Does this clarify the algorithm?

Really the essential piece is

hanoiR k (p1 : (p3 : (p2 : rest))) ++      -- step 1; corresponds to T(k,r)
hanoiR (n-k) (p1 : (p2 : rest)) ++         -- step 2; corresponds to T(n-k, r-1)
hanoiR k (p3 : (p2 : (p1 : rest)))         -- step 3; corresponds to T(k,r)

where we concatenate the sequences of moves for steps 1, 2, and 3 of the Frame-Stewart algorithm. In order to determine the moves, we annotate F-S's steps as follows:

  • Conventionally, when hanoi is called, the goal is defined (without loss of generality) as transferring the disks from the first peg to the second peg, using all remaining pegs for temporary storage. We use this convention when recursing, to define the source, destination, and allowed storage of the divided-and-conquered subproblems.
  • Thus the source peg is p1, and the destination peg is p2. All the remaining pegs are available as temporary storage, for the top-level hanoi problem.
  • Step 1, "For some k, 1 <= k < n, transfer the top k disks to a single other peg": we choose p3 as "a single other peg".
  • Thus "without disturbing the peg that now contains the top k disks" (step 2) means to recurse using all the pegs except p3. I.e. p1, p2, and the rest beyond p3.
  • "Transfer the top k disks to the destination peg" (step 3) means transfer from the "other peg" (p3) to p2.

Does that make sense?


To solve the Towers of Hanoi, all you need to do is:

The Frame Stewart Algorithm isn't really that complex. Essentially, you have to move a certain number of the disks (for instance, half of them) to some peg: Treat these disks like their own, separate tower. It's easy to define the solution for 1 or 2 disks, and one you move the first half to its destination, you move the second half to the place it needs to end up.

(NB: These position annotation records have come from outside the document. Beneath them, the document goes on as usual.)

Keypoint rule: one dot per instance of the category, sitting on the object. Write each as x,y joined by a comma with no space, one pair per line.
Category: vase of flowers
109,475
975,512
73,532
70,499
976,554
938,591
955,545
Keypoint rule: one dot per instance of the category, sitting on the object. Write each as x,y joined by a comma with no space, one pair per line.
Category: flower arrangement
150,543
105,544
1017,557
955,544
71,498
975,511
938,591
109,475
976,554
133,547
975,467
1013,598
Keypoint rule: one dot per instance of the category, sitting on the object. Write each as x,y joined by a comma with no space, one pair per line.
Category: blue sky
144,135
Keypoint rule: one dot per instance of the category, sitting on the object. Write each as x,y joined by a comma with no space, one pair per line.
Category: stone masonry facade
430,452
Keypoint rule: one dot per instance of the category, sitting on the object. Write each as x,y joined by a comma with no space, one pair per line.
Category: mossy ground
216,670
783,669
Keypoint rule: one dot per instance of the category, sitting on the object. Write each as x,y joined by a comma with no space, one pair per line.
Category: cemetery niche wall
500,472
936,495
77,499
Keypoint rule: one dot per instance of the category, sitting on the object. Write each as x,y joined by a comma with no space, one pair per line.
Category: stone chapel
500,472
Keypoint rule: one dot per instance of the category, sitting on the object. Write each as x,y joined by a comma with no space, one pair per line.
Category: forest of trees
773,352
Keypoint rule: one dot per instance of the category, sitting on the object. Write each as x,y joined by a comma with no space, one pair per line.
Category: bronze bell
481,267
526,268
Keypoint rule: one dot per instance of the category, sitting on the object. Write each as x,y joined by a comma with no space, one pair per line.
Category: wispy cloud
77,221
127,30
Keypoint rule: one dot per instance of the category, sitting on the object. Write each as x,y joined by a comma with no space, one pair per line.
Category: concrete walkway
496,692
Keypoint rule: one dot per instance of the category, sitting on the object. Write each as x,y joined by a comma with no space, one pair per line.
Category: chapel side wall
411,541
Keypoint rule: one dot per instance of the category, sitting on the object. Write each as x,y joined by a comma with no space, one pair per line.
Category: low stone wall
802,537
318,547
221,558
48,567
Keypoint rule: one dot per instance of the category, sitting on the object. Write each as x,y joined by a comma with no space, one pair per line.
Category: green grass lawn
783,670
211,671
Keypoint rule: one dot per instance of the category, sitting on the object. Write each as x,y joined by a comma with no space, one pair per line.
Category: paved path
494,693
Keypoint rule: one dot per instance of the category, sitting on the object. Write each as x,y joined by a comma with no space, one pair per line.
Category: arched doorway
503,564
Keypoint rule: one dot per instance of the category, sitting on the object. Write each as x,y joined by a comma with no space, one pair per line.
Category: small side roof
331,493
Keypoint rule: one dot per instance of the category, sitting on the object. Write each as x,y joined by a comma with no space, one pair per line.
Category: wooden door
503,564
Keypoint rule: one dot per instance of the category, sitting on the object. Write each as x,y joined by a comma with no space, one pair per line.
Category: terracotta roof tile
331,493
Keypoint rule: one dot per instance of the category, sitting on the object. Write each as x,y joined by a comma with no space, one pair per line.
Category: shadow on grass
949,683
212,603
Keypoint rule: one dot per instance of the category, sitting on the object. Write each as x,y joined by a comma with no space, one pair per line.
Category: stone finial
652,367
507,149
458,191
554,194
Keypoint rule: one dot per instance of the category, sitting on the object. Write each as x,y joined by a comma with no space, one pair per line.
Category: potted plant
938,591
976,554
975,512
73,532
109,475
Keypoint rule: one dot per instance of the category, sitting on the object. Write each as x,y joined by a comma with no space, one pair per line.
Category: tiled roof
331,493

You can continually segment it if you want to make it easier to write (the only special case becoming 1) but without a significant number of pegs, it won't work.

Additionally, if k >= 3, you can solve it exactly like a 3 peg towers of Hanoi by simply ignoring the rest of the pegs, although that would not be optimal.


Hinze, Ralf. Functional Pearl: La Tour D'Hanoi, http://www.comlab.ox.ac.uk/ralf.hinze/publications/ICFP09.pdf

This pearl aims to demonstrate the ideas of wholemeal and projective programming using the Towers of Hanoi puzzle as a running example. The puzzle has its own beauty, which we hope to expose along the way.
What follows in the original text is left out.